Not Just Tired

We haven’t forgotten that a while ago, we asked you what you wanted to talk more about. We had several responses and we’ve covered some of them already. But we haven’t talked about Chronic Fatigue Syndrome (CFS) yet. It’s a doozy!

CFS is a serious, long-term illness that affects many body systems. It’s also called “Myalgic Encephalomyelitis” (ME) or “Systemic Exertion Intolerance Disease” (SEID). It is characterized by extreme fatigue or tiredness that will not go away, even with much-needed rest. CFS will more than likely disrupt daily activities, with many sufferers not even being able to get out of bed.

As if living with severe fatigue that disrupts your life isn’t bad enough, the maddening part is the fact that the cause of CFS is still unknown. Scientists are unsure about it. They think there may be more than one thing that causes it. They believe there may be a couple of triggers, so to speak, that work in conjunction to cause it.

The scary part is that anyone can get it, but it’s most commonly found in adult women between 40-60 years old. Caucasian people are more likely to find themselves diagnosed with it than any other race. The even scarier part is that there are many, many people who have CFS that haven’t been properly diagnosed with it.

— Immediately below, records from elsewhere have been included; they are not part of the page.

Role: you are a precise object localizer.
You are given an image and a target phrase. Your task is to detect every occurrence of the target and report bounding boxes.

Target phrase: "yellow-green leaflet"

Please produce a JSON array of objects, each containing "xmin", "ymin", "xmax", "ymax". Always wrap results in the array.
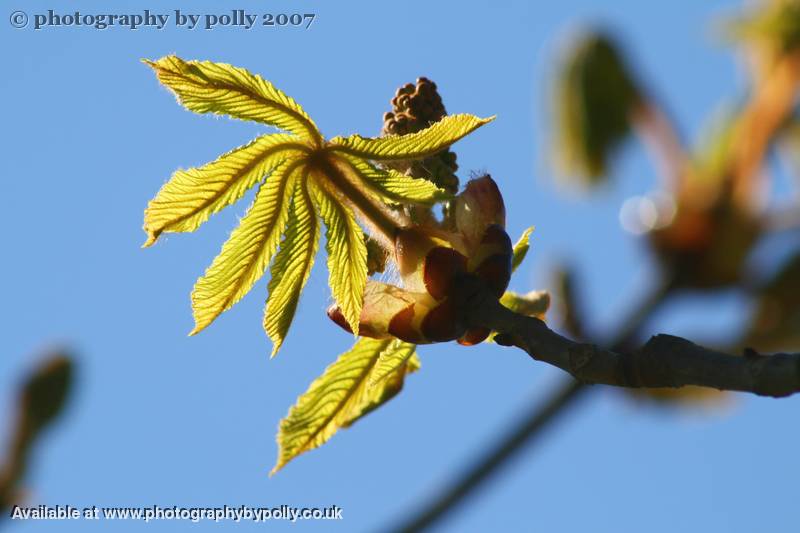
[
  {"xmin": 342, "ymin": 154, "xmax": 450, "ymax": 205},
  {"xmin": 511, "ymin": 226, "xmax": 533, "ymax": 272},
  {"xmin": 144, "ymin": 56, "xmax": 322, "ymax": 142},
  {"xmin": 144, "ymin": 134, "xmax": 302, "ymax": 246},
  {"xmin": 264, "ymin": 176, "xmax": 319, "ymax": 357},
  {"xmin": 271, "ymin": 338, "xmax": 419, "ymax": 474},
  {"xmin": 309, "ymin": 180, "xmax": 367, "ymax": 335},
  {"xmin": 330, "ymin": 114, "xmax": 494, "ymax": 161},
  {"xmin": 369, "ymin": 339, "xmax": 417, "ymax": 386},
  {"xmin": 190, "ymin": 159, "xmax": 302, "ymax": 335}
]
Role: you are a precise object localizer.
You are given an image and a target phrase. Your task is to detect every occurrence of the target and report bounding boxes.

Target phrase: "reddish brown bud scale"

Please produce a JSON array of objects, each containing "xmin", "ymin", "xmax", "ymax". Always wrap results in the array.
[
  {"xmin": 458, "ymin": 328, "xmax": 492, "ymax": 346},
  {"xmin": 422, "ymin": 299, "xmax": 465, "ymax": 342},
  {"xmin": 389, "ymin": 304, "xmax": 425, "ymax": 344},
  {"xmin": 423, "ymin": 246, "xmax": 467, "ymax": 300}
]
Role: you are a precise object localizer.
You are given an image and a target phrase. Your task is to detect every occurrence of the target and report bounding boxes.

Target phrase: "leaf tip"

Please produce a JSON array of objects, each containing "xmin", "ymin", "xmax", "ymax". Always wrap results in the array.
[{"xmin": 142, "ymin": 233, "xmax": 158, "ymax": 248}]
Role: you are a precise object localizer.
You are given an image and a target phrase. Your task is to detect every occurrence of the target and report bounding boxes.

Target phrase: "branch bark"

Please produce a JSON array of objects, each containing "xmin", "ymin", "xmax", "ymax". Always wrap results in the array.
[{"xmin": 461, "ymin": 276, "xmax": 800, "ymax": 397}]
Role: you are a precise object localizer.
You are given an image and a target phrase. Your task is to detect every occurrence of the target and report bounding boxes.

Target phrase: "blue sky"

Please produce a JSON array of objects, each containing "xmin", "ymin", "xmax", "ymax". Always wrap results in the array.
[{"xmin": 0, "ymin": 0, "xmax": 800, "ymax": 533}]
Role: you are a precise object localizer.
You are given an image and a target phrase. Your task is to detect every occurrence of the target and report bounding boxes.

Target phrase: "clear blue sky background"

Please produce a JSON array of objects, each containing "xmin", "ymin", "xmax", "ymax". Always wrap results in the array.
[{"xmin": 0, "ymin": 0, "xmax": 800, "ymax": 533}]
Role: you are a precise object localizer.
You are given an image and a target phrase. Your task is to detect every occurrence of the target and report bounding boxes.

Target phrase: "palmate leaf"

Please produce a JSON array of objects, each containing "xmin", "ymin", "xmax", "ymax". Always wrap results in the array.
[
  {"xmin": 271, "ymin": 337, "xmax": 419, "ymax": 474},
  {"xmin": 144, "ymin": 56, "xmax": 322, "ymax": 143},
  {"xmin": 330, "ymin": 114, "xmax": 494, "ymax": 162},
  {"xmin": 340, "ymin": 154, "xmax": 451, "ymax": 205},
  {"xmin": 264, "ymin": 180, "xmax": 320, "ymax": 357},
  {"xmin": 190, "ymin": 159, "xmax": 303, "ymax": 335},
  {"xmin": 369, "ymin": 339, "xmax": 417, "ymax": 386},
  {"xmin": 511, "ymin": 226, "xmax": 533, "ymax": 272},
  {"xmin": 309, "ymin": 180, "xmax": 367, "ymax": 335},
  {"xmin": 144, "ymin": 134, "xmax": 302, "ymax": 246}
]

The symptoms are pretty straightforward. If you experience any of the following, you may want to consult your doctor straight away:

  • Severe fatigue that is not improved by rest
  • Sleep problems
  • Post-exertional malaise (PEM), where your symptoms get worse after any physical or mental activity
  • Pain
  • Dizziness
  • Loss of memory or concentration
  • Sore throat
  • Enlarged lymph nodes in your neck or armpits
  • Unexplained muscle or joint pain
  • Headache
  • Extreme exhaustion lasting more than 24 hours after physical or mental exercise

Here’s the ridiculous thing — CFS can be unpredictable. Symptoms may come and go. Some days, you may feel better. Other days, it can be more miserable than you would expect. To add insult to injury, it’s difficult to diagnose too. There are tons of other illnesses that have similar symptoms. You have to rule out pretty much all types of other diseases before a diagnosis can be made because there is simply no test for CFS.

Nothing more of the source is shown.